En una mañana cualquiera, abrimos los ojos, palpamos el aire, percibimos los olores cálidos, o tal vez el suave aliento de un invierno. Vemos unas nubes inquietas y podemos gozar con su gris y su olor a lluvia; o tal vez ir por el sendero de la melancolía.
Ante un hecho catastrófico el dolor parece inevitable, sin embargo, alguien prefiere verlo con frialdad y, al menos, posterga el sufrimiento. Pero, ¿qué sucede cuándo un factor externo altera nuestra percepción del mundo? Medicamentos, drogas, y hasta un simple café muy cargado alteran nuestros sentidos. Las endorfinas que se generan con una experiencia agradable, con algún encuentro amoroso, recibir un premio inesperado, convierten al mundo, aunque sea por un corto tiempo, en un edén imposible.

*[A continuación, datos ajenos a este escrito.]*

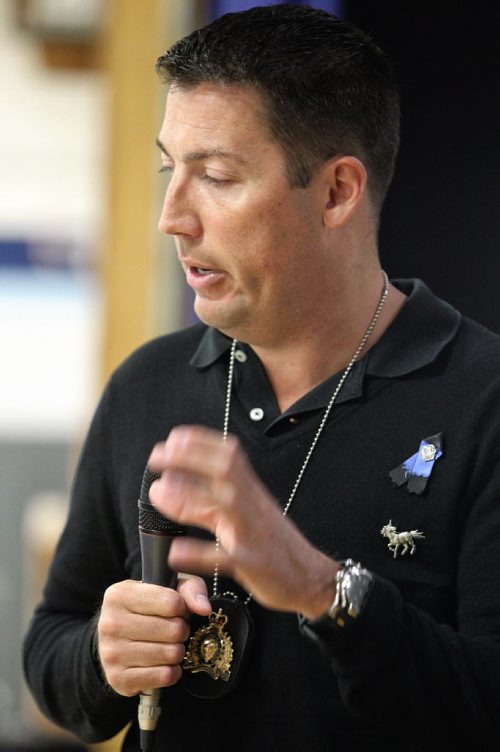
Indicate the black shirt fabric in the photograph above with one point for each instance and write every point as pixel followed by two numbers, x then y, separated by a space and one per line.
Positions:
pixel 420 668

¿Pero qué pasa si una enfermedad nos desquicia nuestro sistema sensorial? ¿Si un ente se introduce en el corazón de nuestro complejo sistema nervioso? Tal es el caso del coronavirus que, para los que lo hemos padecido, sabemos muy bien que el olfato se perturba y se ausenta por un tiempo dejándonos huérfanos de olores. Y más aún, la náusea nos espera después de darnos cuenta que lo que sabía a naranja, ya no es ese sabor cítrico y refrescante. Grande y muy desagradable fue mi experiencia cuando descubrí que los líquidos me sabían a anís. Pero un anís que provocaba un asco jamás sentido. Muchas naranjas acabaron en el cesto de la basura.
Aunque el recuerdo de esa desagradable sensación debiera ser suficiente para no recordar la enfermedad, una alteración misteriosa, desconocida, que me sorprendió después de diez días de padecerla, me lleva a recordarla con cierta nostalgia, algo así como un Síndrome de Estocolmo coronaviral.
Todas las mañanas, aún enfermo, me asomaba al frío de aquellos días, veía la calle, los árboles, el tiempo pasar. No esperaba nada nuevo, los días transcurrían. Y el sabor extraño, los dolores de huesos, la debilidad reflejada en el espejo, eran el retrato cotidiano. Después de esos agotadores días, mi retina percibió lo inconcebible: los colores del cielo, las hojas, la fachada naranja, brillaban y causaban cierto placer oftálmico. Padecía de discromatopsia. La intensidad cromática rebasaba mi entendimiento. Un mes gocé esos colores vangoguianos hasta que paulatinamente me abandonaron. Un médico mostró su preocupación ya que tal vez el virus había afectado las meninges.
Ahora, con la melancolía del recuerdo por esos días, lo único que extraño del coronavirus, son esos colores vivos, la fosforescencia de las bugambilias; los reflejos del ciprés que arrojaba pequeños cristales a mis ojos; las fachadas alegres que sonreían cómplices de la mañana iluminada.
Quizás fue el coronavirus que maltrató mis meninges; quizás una conspiración cromática del paisaje; quizás, tan sólo fue la emoción de que había una segunda oportunidad.
No quisiera decirlo, pero cierta nostalgia es inevitable. Qué maravillosos días: ¡cómo extraño esos colores!